Greetings . . . never was too good at the introductions.

I'm Ruber Somnium. Yep.

I've recently began studying this subject of typology, and despite some skepticism of it, I find it to be a recreational activity that can allow one to understand the self better.

As for my type, I'm not sure, or well I should say I think I may know it, but I'd rather become accustomed to the forum and its members first. Perhaps then I'll make some sort of typing thread.
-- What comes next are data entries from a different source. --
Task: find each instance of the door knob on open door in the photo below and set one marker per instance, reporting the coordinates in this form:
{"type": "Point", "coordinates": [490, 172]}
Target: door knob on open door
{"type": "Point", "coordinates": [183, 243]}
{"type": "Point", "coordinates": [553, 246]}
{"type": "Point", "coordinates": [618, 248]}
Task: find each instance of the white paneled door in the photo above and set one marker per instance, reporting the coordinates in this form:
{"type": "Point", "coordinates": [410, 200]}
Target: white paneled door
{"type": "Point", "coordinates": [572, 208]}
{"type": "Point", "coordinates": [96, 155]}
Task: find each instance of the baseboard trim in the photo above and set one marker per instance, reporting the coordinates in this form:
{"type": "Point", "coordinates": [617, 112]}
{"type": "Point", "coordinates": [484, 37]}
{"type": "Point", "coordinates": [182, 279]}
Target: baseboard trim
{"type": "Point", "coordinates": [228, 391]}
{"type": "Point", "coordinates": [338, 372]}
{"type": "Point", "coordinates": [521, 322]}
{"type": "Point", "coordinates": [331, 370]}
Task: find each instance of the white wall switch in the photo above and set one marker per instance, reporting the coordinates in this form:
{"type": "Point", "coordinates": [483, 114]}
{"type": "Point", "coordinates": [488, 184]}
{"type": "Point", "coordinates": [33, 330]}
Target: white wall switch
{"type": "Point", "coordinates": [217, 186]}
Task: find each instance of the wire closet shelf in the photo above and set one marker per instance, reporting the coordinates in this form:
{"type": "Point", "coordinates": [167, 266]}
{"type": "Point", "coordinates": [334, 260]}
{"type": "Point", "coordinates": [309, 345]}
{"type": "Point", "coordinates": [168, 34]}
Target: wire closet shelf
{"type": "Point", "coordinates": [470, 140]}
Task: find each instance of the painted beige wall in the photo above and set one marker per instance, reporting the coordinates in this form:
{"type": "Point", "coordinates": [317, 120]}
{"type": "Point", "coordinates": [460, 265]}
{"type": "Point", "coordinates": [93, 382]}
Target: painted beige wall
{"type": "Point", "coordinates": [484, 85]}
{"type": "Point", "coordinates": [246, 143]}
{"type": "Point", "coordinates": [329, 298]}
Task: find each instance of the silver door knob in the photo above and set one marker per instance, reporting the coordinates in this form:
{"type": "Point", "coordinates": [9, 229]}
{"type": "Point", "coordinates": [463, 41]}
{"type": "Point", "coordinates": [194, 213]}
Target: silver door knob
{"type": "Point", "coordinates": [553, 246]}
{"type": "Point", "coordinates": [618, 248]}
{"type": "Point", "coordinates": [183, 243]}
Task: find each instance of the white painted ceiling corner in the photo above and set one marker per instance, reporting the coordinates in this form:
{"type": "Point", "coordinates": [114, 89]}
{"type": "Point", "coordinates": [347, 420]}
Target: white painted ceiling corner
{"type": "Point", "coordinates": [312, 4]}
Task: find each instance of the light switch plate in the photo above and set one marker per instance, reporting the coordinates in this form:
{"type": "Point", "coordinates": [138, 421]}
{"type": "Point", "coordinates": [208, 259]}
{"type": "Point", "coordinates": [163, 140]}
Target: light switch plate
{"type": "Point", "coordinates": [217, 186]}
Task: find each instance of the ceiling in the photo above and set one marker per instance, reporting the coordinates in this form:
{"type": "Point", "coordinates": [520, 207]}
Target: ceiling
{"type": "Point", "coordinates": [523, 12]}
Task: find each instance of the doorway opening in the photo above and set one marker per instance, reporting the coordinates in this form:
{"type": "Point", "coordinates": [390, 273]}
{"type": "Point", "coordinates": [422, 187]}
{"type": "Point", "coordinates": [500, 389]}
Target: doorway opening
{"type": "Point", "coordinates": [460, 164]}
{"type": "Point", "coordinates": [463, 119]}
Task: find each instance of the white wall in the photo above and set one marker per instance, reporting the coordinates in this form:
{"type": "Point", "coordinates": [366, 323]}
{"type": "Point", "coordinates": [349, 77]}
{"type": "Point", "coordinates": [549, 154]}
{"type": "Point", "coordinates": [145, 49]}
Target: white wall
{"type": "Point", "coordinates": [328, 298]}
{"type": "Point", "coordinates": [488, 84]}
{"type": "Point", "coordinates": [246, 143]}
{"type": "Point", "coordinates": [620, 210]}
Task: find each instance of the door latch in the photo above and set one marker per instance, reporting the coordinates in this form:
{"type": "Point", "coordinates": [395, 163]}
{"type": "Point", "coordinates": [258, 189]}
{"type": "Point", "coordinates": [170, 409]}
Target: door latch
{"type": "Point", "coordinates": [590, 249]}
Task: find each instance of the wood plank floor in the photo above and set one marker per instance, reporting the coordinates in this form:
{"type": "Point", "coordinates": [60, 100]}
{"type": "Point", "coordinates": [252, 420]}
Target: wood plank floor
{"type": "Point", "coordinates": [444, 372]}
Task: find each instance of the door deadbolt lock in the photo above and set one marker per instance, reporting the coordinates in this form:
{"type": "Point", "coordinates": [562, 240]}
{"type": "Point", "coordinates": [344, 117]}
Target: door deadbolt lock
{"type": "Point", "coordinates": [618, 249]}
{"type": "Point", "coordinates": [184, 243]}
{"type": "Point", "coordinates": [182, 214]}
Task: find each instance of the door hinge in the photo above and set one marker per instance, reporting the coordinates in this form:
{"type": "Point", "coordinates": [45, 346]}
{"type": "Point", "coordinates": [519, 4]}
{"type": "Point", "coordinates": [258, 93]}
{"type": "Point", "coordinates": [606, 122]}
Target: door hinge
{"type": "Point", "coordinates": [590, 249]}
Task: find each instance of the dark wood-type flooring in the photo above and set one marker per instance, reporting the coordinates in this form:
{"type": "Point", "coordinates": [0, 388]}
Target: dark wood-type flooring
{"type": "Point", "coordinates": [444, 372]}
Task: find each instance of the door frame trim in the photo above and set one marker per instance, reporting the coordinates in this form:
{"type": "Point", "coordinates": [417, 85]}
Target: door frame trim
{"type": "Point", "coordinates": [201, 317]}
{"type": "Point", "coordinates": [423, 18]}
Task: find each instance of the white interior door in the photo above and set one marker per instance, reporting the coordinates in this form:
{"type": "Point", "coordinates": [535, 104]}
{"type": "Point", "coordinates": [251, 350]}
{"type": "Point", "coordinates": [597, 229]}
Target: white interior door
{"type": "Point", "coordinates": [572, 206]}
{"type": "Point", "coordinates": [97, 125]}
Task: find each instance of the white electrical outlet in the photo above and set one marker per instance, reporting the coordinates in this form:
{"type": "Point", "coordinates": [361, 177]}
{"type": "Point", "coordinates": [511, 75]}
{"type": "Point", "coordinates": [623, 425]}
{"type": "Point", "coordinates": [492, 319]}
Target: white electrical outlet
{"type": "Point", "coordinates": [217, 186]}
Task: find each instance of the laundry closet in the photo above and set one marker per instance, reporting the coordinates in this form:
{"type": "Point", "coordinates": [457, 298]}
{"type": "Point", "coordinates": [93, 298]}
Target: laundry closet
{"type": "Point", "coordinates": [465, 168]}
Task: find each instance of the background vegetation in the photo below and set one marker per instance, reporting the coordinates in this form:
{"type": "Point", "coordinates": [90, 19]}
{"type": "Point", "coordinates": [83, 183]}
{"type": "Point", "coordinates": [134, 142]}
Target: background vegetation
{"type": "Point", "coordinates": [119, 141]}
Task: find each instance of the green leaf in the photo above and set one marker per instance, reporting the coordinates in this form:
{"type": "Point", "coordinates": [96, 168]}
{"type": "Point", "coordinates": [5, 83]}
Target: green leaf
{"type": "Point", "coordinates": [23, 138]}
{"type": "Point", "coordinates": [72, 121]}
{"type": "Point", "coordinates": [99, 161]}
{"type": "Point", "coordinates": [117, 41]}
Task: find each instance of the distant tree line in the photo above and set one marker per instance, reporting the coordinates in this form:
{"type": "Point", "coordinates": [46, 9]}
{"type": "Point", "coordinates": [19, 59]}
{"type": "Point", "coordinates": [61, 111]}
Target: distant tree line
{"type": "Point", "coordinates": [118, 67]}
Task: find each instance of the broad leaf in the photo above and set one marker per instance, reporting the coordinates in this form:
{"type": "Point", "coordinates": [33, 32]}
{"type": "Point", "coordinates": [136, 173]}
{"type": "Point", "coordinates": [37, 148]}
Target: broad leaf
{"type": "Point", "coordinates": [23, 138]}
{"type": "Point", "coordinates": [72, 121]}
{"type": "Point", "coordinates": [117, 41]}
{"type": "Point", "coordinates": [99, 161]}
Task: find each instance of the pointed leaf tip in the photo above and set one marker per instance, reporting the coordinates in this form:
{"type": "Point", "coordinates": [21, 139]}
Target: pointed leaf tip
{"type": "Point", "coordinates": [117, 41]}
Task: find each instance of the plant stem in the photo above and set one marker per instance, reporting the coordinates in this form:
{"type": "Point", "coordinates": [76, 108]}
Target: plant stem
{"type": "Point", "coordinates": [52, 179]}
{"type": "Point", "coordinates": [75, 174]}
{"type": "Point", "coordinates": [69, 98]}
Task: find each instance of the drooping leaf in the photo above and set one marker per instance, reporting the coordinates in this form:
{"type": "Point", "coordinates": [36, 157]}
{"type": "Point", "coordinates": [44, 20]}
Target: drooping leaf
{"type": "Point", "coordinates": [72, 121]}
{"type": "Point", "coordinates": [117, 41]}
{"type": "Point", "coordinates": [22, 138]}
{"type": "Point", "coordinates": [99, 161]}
So anyway . . . good to be here, looks like a nice place. :kitteh:


----------



## Owfin

Interesting name. Dunno where ruber is from, but somnium is dream in Latin. Hmm...


----------



## Ruber Somnium

Thank you. :kitteh: Ruber is Latin for Red, specifically, the Magic the Gathering color of red.


----------



## Ace Face

Welcome to PerC 

Have a welcome balloon: ~O


----------



## Ruber Somnium

Yay a welcome ballon, thanks ~O :kitteh:


----------



## Owfin

Ruber Somnium said:


> Yay a welcome ballon, thanks ~O :kitteh:


I think your kitten is holding onto the wrong end of the welcome balloon... Those sharp claws are gonna kill the balloon.


----------



## Ruber Somnium

Owfin said:


> I think your kitten is holding onto the wrong end of the welcome balloon... Those sharp claws are gonna kill the balloon.


Don't be crazy the ballon will be fine *ballon pops* . . . Nooooooooooooooooo! :shocked:


----------



## skycloud86

*Welcome to the forum :happy:*


----------